Apart from refittung classical internal combustion engine, another, more efficient type of utilization is possible: Hydrazine fuel cells. While these do create electricity for drive motors, they have little in common with batteries. In fuel cells, a chemical combustion takes place, but the electron transport way from reductor to oxidizer is increased to a macroscopic distance using membranes, building up voltage that powers a current. The best-known type of fuel cell uses hydrogen. These are very expensive, though, as aggressive acids are formed within, necessitating the coating of the electrodes with platinum. Hydrazine cells, on the other hand, contain an alkaline liquid which is far less reaction-prone, so that nickel or cobalt electrodes suffice. The purchase of a hydrazine fuel cell car is about as expensive as that of a mid-range diesel. Also, the efficiency is about 2.5 times greater than a piston engine’s, meaning that a halved heat value results in 25% more range per full tank. If the hydrazine is produced using nuclear energy, the range per monetary unit is even doubled.
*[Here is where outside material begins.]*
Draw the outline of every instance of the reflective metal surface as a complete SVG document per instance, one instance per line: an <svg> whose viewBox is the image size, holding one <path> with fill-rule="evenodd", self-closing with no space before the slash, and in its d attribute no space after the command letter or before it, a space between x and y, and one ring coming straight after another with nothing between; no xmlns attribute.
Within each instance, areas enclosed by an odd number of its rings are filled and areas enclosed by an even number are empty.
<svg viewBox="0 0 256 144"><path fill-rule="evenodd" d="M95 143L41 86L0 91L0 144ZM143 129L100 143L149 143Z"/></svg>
Ammonia fuel cells have been tested, too.

This technology gives us an inexpensive car with great driving dynamics and low fuel costs, without any harmful exhaust fumes, risky gas tanks or massive, explosion-prone accumulators: All strengths of the electric car — none of its weaknesses!

Fans of powerful muscle cars may, of course, look at this sceptically, as there is no resounding engine roar, only the quiet purr of electric motors. But these people need not be left standing: Their cars can easily be adapted to the burning of hydrazine or ammonia. The thunder of the “V8 Interceptor” retains its impressiveness even when the exhaust tubes exhale nitrogen and water vapor.

Silicon-to-Liquid: Silane

From Europe to America in thirty minutes — on a hot tail of sand?! A little-known fuel option suitable for hypersonic aircraft with ram- or scramjets are silanes, silicon homologues of alcanes. They burn at 1400 °C, reacting with oxygen as well as aerial nitrogen to water and silicon nitrite, thus using 99% of air! Silicon nitrite is, notabene, a solid substance (sand): Only engines without moving components are suitable. Turbine blades don’t like solid particles slamming into them constantly, but the ram- and scramjets of futuristic Super-Concordes (beyond Mach 5!) will not have any blades. Modified Wankel engines could also be adapted to Silanes.

Boron

A truly exotic concept, deviating very far from common notions of fuel, is the semi-metal boron, which is usually mined from dry salt lake beds — extraction from seawater is also possible.

Boron is chemically inert in air, in pure oxygen it will burn with higher calorific value than all other chemical fuels that have been suggested except hydrogen which surpasses it with respect to energy per mass:



Calorific values of the most important chemical fuels.
Heizwerte pro Masse und Volumen für Bor, Eisen und die wichtigsten herkömmlichen Treibstoffe. (Source)

Boron oxide is a rubber-like, doughy mass: Even more problematic for moving motor parts than silicate dust! The most practical method to use boron for vehicle propulsion could therefore be external combustion, having it react in a combustion chamber with pure oxygen which has been extracted from air by a pre-stage, heating a working medium for a turbine or a Stirling motor. The oxide is captures behind the combustion chamber. That way, “filling up” gets an unusual new meaning: The driver hands the full boron oxide container to the clerk of a supermarket or kiosk (keep in mind that boron doesn’t react with air and can therefore be sold in retail stores without additional safety measures) and gets a fresh load of boron dust for another 1000 km. The oxide is transported to a DFR plant, where it gets reduced by electricity or heat — thus, only one tank filling per car needs to be extracted!

This option is probably furthest from realization concerning motor technology and infrastructure — though the notion of a closed loop for chemical fuels is fascinating.